GRENZE International Journal of Engineering and Technology
Authors:
Sukshma Shetty, Shreyas K S, Shashank Kini, Sriram M V, Uday G Marathi
Volume:
10
Issue:
2
Grenze ID:
01.GIJET.10.2.280
Pages:
4643-4648
Abstract
In a country like India, where a major portion of the population is involved in
agriculture, it is crucial to detect plant diseases at early stages. Early disease detection is
important for better yield and quality of crops. Reduction in the quality of agricultural products
due to diseased plants can lead to huge economic losses for individual farmers. Various methods
for detecting plant diseases have been developed as a means to ensure food security and reduce
food waste through early detection.
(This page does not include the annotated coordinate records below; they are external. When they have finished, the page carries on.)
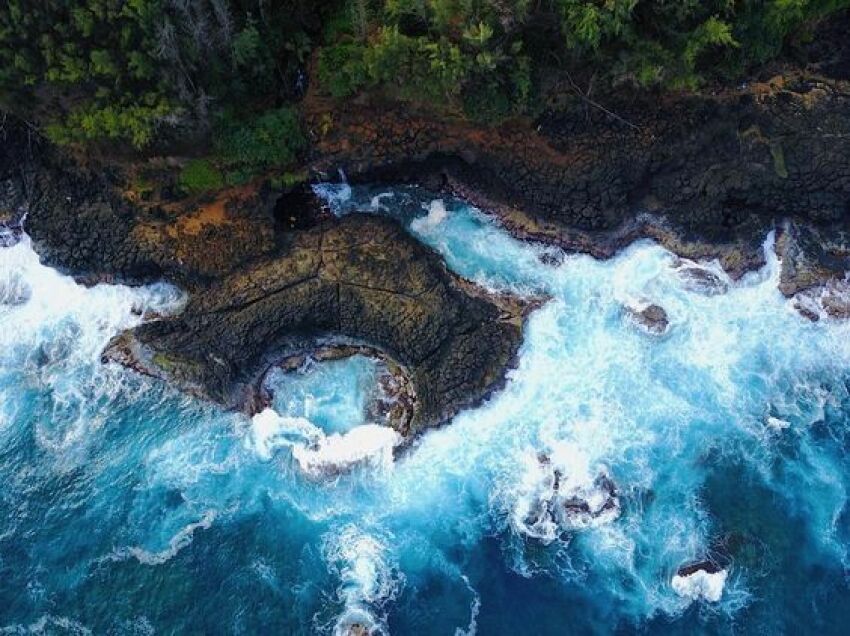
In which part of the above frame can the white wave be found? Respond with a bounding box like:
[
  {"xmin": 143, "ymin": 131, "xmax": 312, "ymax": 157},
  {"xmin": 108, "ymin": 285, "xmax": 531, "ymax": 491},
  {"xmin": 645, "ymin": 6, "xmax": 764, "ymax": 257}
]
[
  {"xmin": 0, "ymin": 614, "xmax": 92, "ymax": 636},
  {"xmin": 369, "ymin": 192, "xmax": 395, "ymax": 212},
  {"xmin": 670, "ymin": 570, "xmax": 729, "ymax": 603},
  {"xmin": 410, "ymin": 199, "xmax": 449, "ymax": 234},
  {"xmin": 312, "ymin": 170, "xmax": 351, "ymax": 216},
  {"xmin": 765, "ymin": 415, "xmax": 791, "ymax": 431},
  {"xmin": 250, "ymin": 408, "xmax": 402, "ymax": 478},
  {"xmin": 110, "ymin": 510, "xmax": 218, "ymax": 565},
  {"xmin": 0, "ymin": 234, "xmax": 185, "ymax": 468},
  {"xmin": 292, "ymin": 424, "xmax": 402, "ymax": 477},
  {"xmin": 323, "ymin": 525, "xmax": 404, "ymax": 636},
  {"xmin": 455, "ymin": 574, "xmax": 481, "ymax": 636},
  {"xmin": 512, "ymin": 442, "xmax": 620, "ymax": 543}
]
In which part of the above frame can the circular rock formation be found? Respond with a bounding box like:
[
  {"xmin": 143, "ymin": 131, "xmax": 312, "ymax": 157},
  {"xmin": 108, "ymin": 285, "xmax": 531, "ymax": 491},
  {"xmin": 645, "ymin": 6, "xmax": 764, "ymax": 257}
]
[{"xmin": 104, "ymin": 214, "xmax": 526, "ymax": 432}]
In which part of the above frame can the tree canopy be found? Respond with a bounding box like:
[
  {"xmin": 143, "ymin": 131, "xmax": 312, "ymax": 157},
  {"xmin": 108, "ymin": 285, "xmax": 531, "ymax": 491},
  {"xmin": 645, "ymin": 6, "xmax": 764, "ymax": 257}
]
[{"xmin": 0, "ymin": 0, "xmax": 850, "ymax": 150}]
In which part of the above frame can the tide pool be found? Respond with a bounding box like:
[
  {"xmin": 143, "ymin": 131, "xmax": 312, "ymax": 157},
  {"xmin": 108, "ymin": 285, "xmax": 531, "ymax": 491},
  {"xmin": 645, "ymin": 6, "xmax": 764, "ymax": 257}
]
[{"xmin": 0, "ymin": 190, "xmax": 850, "ymax": 634}]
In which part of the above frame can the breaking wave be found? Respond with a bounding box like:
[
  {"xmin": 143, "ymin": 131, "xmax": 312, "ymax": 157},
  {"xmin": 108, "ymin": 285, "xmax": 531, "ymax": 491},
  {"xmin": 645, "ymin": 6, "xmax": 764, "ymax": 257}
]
[{"xmin": 0, "ymin": 191, "xmax": 850, "ymax": 636}]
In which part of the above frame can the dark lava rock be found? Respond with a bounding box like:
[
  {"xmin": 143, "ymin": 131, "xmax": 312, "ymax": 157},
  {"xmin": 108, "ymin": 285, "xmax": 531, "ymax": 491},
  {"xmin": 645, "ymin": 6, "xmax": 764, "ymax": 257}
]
[
  {"xmin": 820, "ymin": 289, "xmax": 850, "ymax": 320},
  {"xmin": 626, "ymin": 305, "xmax": 670, "ymax": 336},
  {"xmin": 677, "ymin": 265, "xmax": 729, "ymax": 296},
  {"xmin": 0, "ymin": 272, "xmax": 32, "ymax": 306},
  {"xmin": 105, "ymin": 214, "xmax": 523, "ymax": 430}
]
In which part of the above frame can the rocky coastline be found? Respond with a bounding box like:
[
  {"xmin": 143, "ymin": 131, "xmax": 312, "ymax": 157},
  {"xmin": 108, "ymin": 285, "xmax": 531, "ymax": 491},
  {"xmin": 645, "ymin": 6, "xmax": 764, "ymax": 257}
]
[{"xmin": 0, "ymin": 33, "xmax": 850, "ymax": 432}]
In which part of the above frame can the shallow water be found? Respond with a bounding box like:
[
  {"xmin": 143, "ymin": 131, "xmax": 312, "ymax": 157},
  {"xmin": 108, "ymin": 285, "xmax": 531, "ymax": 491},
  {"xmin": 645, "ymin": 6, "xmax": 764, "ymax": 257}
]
[{"xmin": 0, "ymin": 188, "xmax": 850, "ymax": 634}]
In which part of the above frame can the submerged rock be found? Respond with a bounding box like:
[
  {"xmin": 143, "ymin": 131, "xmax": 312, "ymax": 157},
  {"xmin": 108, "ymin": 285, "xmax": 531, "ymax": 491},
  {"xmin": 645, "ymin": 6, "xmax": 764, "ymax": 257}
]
[
  {"xmin": 676, "ymin": 262, "xmax": 729, "ymax": 296},
  {"xmin": 626, "ymin": 304, "xmax": 670, "ymax": 336},
  {"xmin": 514, "ymin": 447, "xmax": 620, "ymax": 543},
  {"xmin": 104, "ymin": 214, "xmax": 525, "ymax": 429},
  {"xmin": 670, "ymin": 561, "xmax": 728, "ymax": 603},
  {"xmin": 794, "ymin": 280, "xmax": 850, "ymax": 322}
]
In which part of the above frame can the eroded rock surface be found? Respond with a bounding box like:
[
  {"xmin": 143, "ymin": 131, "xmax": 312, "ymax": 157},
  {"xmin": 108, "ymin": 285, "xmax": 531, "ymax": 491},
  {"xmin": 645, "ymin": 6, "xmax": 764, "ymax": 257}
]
[
  {"xmin": 106, "ymin": 215, "xmax": 523, "ymax": 430},
  {"xmin": 626, "ymin": 304, "xmax": 670, "ymax": 336}
]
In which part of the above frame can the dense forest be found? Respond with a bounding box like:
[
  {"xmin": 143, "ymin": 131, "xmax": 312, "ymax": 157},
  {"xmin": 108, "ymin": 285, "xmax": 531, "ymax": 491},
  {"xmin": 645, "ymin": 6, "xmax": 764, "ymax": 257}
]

Precision farming has been developed through these
technological advancements, and the application of machine learning is steadily gaining
popularity in this industry as a means of solving this problem. Faster and precise prediction of
plant disease could help in reducing the losses. Significant advancements and developments in
deep learning have provided the opportunity to improve the performance and accuracy of
detection of objects and recognition systems. This paper focuses on one of the major growing
agricultural crop in India."CornCare: Plant Disease Defender" is a groundbreaking project
aimed at revolutionizing agriculture, particularly in the context of maize cultivation, a vital crop
worldwide. Leveraging cutting-edge Convolutional Neural Networks (CNNs) technology, the
project focuses on early disease identification and categorization in corn plants. The increasing
global population has heightened food security concerns, making corn, with its diverse
applications in human and animal diets and various industries, a crucial resource. Although there
is a wide variety of corn plant diseases, this paper covers just three major ones from the Kaggle
database: Common rust, Northern leaf blight and Grey leaf spot. These diseases pose significant
threats, often going unnoticed until they cause substantial crop losses and endanger food supplies.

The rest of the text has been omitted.